Like it or not, the TAG "owns" this issue and has some responsibility
for it.

There has been considerable investment in the httpRange-14 rule in the
form of both deployed metadata and systems that create and consume
metadata.  For any substitue to gain adoption would be significantly
disruptive.

Web architecture (in particular the idea of a global namespace) will
also lose ground as the rule is largely an embodiment of webarch.

This is not mere philosophy or silliness.  Misunderstandings about the
meaning of metadata can have serious consequences.  Erosion of the
rule would mean that anyone who currently works with metadata would
need to retool to defend against potential confusion and loss of
interoperability.

Here are a few actions the TAG, or an entity acting on its behalf
(task force?), might take that might help.

- Publish a note that attempts a neutral overview of the conflict.
  (This would require some research.)

- Document the httpRange-14 rule to provide motivation, fix its
  numerous errors, and record some of its implicit assumptions.  (JAR
  has already drafted a document like this.)

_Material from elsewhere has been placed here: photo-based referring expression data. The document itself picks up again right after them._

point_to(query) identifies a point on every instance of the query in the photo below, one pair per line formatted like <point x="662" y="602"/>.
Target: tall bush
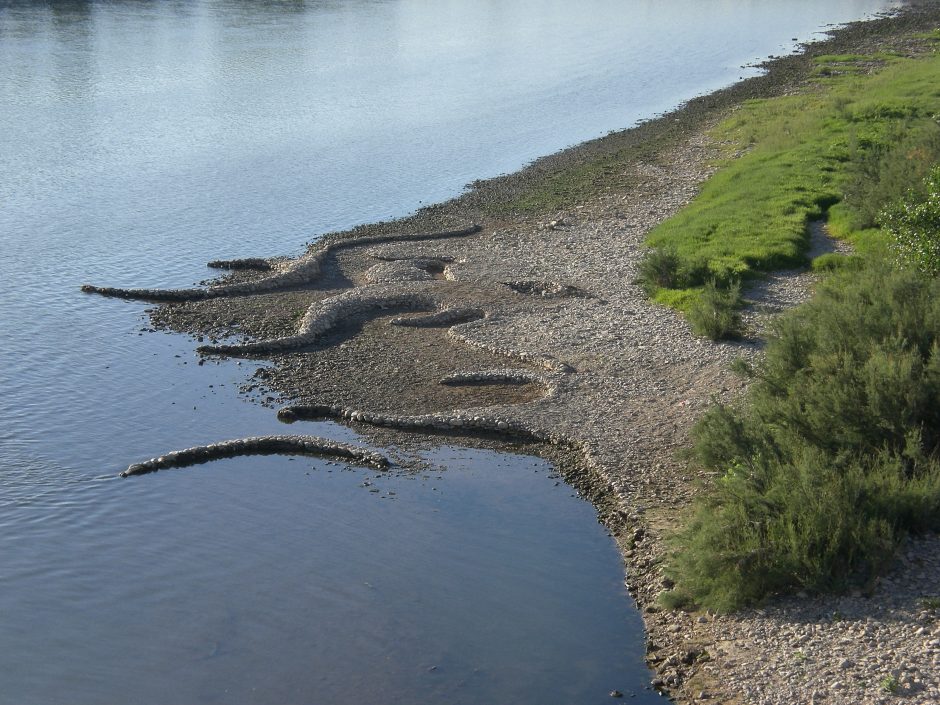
<point x="831" y="458"/>
<point x="914" y="226"/>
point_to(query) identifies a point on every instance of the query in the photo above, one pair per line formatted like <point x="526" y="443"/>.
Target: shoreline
<point x="567" y="352"/>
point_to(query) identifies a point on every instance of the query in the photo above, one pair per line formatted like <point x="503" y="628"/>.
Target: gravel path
<point x="565" y="348"/>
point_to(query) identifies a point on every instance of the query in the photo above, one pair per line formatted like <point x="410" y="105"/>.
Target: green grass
<point x="833" y="455"/>
<point x="799" y="155"/>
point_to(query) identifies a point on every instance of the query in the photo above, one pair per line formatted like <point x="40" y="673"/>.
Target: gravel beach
<point x="530" y="329"/>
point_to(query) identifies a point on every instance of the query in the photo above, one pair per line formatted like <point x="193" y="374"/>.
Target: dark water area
<point x="139" y="140"/>
<point x="274" y="580"/>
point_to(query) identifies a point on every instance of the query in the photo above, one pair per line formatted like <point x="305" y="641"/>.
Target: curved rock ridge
<point x="546" y="362"/>
<point x="303" y="270"/>
<point x="257" y="263"/>
<point x="259" y="445"/>
<point x="501" y="376"/>
<point x="454" y="422"/>
<point x="324" y="315"/>
<point x="442" y="319"/>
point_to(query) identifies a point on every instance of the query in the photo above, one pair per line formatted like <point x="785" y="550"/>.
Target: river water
<point x="139" y="140"/>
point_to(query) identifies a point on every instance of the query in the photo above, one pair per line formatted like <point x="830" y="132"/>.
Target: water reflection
<point x="139" y="140"/>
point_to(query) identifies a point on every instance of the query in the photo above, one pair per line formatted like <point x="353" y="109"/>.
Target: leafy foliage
<point x="914" y="226"/>
<point x="715" y="313"/>
<point x="833" y="454"/>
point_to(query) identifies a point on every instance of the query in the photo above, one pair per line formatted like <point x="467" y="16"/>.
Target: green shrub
<point x="914" y="226"/>
<point x="885" y="173"/>
<point x="715" y="313"/>
<point x="831" y="458"/>
<point x="659" y="269"/>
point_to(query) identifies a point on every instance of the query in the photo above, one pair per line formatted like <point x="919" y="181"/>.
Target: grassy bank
<point x="832" y="457"/>
<point x="863" y="130"/>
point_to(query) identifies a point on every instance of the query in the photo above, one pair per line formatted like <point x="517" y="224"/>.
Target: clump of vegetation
<point x="715" y="313"/>
<point x="914" y="226"/>
<point x="889" y="684"/>
<point x="891" y="169"/>
<point x="856" y="142"/>
<point x="659" y="269"/>
<point x="833" y="455"/>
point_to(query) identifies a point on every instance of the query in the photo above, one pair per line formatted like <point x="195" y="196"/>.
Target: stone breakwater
<point x="507" y="376"/>
<point x="259" y="445"/>
<point x="324" y="315"/>
<point x="445" y="318"/>
<point x="302" y="271"/>
<point x="627" y="379"/>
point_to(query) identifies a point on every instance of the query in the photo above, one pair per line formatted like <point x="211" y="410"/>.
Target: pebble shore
<point x="529" y="327"/>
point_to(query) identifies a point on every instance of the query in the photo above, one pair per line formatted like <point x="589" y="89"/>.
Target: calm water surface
<point x="139" y="140"/>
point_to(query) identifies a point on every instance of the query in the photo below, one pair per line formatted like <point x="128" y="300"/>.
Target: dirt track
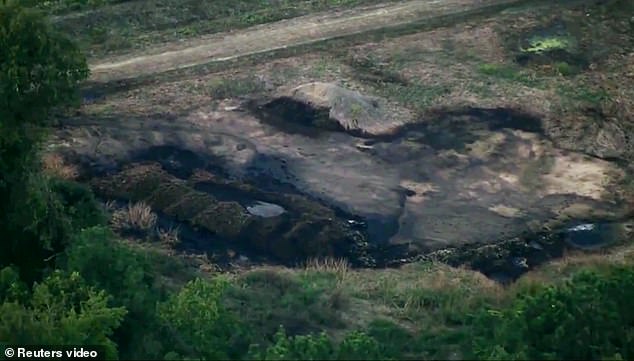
<point x="284" y="34"/>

- Bring such a document forward for review.  The httpRange-14
  resolution has never received the review a rec-track document or
  even a finding would, and that weakens it.

- Investigate ways in which dissenters' objectives could be met
  without an incompatible change.  (This would require research and
  creativity.)

- Prepare a more rigorous account of the "has representation"
  relationship and its connection to metadata, to give the
  architecture some teeth.  (This is what the AWWSW 'task force' is
  trying to do.)

-----------------------------------------------------------------------------

Below is a technical summary of the issue, avoiding the
objective-sounding and confusing form "URI identifies thing" and
replacing it with the more neutral "agent uses URI to refer to thing".

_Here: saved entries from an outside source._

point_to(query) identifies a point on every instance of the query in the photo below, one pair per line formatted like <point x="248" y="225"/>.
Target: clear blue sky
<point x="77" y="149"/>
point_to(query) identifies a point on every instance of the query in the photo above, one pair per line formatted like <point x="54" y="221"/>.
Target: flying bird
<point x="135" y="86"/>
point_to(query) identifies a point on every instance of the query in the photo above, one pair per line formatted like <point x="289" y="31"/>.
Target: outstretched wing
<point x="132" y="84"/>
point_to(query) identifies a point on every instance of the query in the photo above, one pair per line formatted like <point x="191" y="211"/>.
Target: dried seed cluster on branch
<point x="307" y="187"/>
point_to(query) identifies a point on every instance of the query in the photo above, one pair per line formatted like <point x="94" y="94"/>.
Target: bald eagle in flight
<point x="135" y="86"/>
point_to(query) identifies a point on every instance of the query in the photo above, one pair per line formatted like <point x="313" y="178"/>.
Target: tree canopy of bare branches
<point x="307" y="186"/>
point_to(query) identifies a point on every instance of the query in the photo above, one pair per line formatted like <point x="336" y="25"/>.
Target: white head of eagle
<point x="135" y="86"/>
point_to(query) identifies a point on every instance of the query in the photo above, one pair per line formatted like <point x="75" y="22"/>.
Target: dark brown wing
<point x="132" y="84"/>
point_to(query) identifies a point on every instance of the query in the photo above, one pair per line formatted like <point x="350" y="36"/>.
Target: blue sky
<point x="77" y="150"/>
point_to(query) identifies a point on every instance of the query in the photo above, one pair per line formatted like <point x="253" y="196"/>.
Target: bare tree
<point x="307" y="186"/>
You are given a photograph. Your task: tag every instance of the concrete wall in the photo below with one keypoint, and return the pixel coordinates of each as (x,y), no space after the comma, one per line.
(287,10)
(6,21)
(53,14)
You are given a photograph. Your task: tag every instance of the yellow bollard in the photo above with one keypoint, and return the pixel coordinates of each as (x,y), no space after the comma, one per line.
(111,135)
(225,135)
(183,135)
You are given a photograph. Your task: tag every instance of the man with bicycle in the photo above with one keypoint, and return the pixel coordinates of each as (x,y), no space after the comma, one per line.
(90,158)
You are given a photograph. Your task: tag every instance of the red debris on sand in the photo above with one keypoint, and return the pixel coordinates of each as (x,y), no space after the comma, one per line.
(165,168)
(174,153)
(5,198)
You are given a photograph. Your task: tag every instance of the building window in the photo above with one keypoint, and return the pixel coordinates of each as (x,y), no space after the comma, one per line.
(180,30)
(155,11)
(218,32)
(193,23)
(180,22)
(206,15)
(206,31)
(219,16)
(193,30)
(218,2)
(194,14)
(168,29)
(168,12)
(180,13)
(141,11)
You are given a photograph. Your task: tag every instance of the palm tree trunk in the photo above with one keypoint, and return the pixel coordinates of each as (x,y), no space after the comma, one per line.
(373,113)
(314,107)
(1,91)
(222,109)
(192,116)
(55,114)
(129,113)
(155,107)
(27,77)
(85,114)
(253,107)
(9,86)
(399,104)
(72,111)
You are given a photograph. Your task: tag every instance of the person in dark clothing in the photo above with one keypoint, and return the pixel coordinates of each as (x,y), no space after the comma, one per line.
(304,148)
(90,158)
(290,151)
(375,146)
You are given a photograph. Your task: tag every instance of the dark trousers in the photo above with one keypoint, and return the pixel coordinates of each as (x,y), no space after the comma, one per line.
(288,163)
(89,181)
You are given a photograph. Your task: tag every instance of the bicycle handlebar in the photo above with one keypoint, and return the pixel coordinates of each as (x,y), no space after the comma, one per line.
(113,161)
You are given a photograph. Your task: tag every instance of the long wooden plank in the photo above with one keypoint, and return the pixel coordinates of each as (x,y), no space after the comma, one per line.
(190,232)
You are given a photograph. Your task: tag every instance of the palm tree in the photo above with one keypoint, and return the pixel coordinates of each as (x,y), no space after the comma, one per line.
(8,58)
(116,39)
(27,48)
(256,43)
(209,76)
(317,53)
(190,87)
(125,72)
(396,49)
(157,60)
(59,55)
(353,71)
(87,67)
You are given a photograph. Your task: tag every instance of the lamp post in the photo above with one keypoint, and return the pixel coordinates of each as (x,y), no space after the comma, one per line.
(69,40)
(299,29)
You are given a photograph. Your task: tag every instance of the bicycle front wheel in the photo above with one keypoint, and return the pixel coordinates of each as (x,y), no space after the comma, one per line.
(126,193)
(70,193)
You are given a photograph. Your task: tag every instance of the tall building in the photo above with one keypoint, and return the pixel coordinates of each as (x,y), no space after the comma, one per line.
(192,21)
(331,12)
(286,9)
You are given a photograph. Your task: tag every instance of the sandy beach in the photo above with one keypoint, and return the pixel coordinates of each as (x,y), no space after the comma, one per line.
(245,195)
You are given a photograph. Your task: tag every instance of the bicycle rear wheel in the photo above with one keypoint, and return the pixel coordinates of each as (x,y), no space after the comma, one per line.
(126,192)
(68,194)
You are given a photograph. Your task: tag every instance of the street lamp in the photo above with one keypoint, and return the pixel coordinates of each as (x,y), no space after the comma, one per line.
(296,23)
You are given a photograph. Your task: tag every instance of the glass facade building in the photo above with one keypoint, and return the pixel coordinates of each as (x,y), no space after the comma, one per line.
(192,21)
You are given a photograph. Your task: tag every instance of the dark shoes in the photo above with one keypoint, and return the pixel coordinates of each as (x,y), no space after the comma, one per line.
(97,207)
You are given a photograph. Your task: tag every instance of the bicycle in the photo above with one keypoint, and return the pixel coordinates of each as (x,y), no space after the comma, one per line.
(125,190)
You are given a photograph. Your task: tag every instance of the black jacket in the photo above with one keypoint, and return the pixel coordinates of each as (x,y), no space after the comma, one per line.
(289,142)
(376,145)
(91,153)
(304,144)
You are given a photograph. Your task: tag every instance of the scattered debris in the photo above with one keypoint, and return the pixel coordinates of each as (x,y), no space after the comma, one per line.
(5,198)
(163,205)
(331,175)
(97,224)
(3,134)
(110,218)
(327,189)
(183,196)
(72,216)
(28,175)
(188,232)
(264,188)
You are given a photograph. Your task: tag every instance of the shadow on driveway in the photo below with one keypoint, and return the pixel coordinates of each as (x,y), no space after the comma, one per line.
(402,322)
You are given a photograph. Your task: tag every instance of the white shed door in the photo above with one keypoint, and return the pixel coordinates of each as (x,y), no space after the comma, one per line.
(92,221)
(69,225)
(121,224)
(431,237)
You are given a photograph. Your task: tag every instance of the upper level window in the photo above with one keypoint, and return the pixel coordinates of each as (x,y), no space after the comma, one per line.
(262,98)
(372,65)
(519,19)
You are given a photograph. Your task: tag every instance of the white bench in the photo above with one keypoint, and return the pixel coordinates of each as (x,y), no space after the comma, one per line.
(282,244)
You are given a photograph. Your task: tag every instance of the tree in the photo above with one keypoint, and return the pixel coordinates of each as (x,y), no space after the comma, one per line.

Let's invent for purposes of this missive a relationship 'carries'
between a 'representation' (in the sense of content + media type) and
an 'information resource' (document, image, etc.) meaning that the
representation has all or a significant part of the information that
the information resource does, 'represented' in some particular way
(media type, character encoding, etc.).

This definition is intended to capture what TimBL has meant by 'is a
representation of' all these years.  It's not completely correct but
is a good approximation for present purposes.  'Carries' is not at all
the same relationship as 'describes' or 'is about' - in particular the
information resource is part of the provenance of a representation
that carries it, but not necessarily of something that describes it.

Currently, if an information resource - call it 'R' here at the
meta-level - has 'representations' that carry it that are retrievable
(e.g. GET/200) using a URI 'u:u', then you refer (in RDF or a similar
language) to R as 'u:u' or '<u:u>'.  For example, to say that R is
licensed under CC-BY-3.0, you would write in RDF

  <u:u> xhtml:license
    <http://creativecommons.org/licenses/by/3.0/> .

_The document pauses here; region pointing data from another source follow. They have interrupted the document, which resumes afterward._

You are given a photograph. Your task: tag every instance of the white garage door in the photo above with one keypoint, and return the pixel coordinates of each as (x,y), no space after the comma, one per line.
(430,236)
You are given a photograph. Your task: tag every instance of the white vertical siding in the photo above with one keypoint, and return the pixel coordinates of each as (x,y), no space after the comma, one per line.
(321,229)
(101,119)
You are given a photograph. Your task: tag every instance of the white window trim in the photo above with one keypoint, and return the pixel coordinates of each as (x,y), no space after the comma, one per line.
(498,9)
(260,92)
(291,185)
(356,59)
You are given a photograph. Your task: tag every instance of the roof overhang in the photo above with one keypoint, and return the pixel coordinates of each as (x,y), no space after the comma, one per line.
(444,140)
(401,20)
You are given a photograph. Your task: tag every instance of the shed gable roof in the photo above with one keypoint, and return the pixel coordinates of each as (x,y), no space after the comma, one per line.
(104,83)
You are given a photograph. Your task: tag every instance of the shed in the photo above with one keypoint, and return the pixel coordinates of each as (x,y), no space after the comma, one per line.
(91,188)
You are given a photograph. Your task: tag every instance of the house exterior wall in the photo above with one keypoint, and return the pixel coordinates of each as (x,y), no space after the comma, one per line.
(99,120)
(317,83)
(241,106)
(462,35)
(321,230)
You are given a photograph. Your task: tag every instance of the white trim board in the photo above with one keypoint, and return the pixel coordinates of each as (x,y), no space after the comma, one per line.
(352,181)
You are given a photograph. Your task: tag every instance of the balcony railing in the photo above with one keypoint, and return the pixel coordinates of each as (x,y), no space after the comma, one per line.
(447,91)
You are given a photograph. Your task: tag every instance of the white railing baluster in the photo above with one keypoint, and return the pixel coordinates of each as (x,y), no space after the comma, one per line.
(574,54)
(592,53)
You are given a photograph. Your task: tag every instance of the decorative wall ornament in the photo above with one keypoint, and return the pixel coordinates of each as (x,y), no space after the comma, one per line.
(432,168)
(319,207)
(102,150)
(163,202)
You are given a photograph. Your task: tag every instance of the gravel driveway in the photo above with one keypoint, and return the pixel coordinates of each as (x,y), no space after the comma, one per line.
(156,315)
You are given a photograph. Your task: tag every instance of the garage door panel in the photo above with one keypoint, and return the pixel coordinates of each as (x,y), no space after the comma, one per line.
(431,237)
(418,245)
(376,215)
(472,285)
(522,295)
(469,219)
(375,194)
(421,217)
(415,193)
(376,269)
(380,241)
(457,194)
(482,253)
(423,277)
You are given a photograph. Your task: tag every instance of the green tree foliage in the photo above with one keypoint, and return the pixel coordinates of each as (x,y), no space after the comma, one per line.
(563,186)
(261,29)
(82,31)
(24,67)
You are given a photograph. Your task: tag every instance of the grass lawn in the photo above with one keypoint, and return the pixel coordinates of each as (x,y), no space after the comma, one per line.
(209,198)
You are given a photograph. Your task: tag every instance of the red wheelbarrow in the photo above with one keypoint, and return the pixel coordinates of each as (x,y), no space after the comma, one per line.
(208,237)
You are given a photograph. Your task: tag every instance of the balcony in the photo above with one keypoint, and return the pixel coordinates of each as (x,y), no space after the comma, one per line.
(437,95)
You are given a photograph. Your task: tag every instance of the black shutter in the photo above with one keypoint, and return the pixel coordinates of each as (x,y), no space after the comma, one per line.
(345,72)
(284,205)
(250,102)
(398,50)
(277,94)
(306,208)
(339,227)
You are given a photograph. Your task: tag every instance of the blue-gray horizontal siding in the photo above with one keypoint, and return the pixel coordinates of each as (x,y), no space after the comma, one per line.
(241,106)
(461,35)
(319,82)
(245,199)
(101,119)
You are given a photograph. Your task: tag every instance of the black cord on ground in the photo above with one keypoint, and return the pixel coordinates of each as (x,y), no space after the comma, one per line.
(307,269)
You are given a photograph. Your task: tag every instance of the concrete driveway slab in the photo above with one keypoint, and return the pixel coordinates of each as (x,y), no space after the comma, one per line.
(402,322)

A client reading this knows which work is licensed - it's R, the
information resource for which carrying representations are
retrievable using 'u:u'.  That is, if I retrieve a representation
using 'u:u', whether I can legally copy that representation is
controlled by the given license (subject to exceptions such as fair
use).

Now suppose that R is "about" another resource S, that it is important
to have a way to refer to S, and that no such way-to-refer presents
itself.  If S is R's primary topic, one might use "blank node"
notation such as

  [foaf:isPrimaryTopicOf <u:u>]

A new URI created for the purpose would also work, such as 'u:u#s' or
'u:s' (where there is no successful retrieval using 'u:s').
'tdb:2011:u:u' and various other non-resolving URI schemes have been
suggested.  For example, if S is itself an information resource (it
may or may not be), one might write

  [foaf:isPrimaryTopicOf <u:u>] xhtml:license
    <http://creativecommons.org/licenses/by/3.0/> .

to communicate that S is subject to the specified license.  (Example:
R might be a
bibliographic record - perhaps with its own license - and S the article it
describes, which might or might not be "on the web".)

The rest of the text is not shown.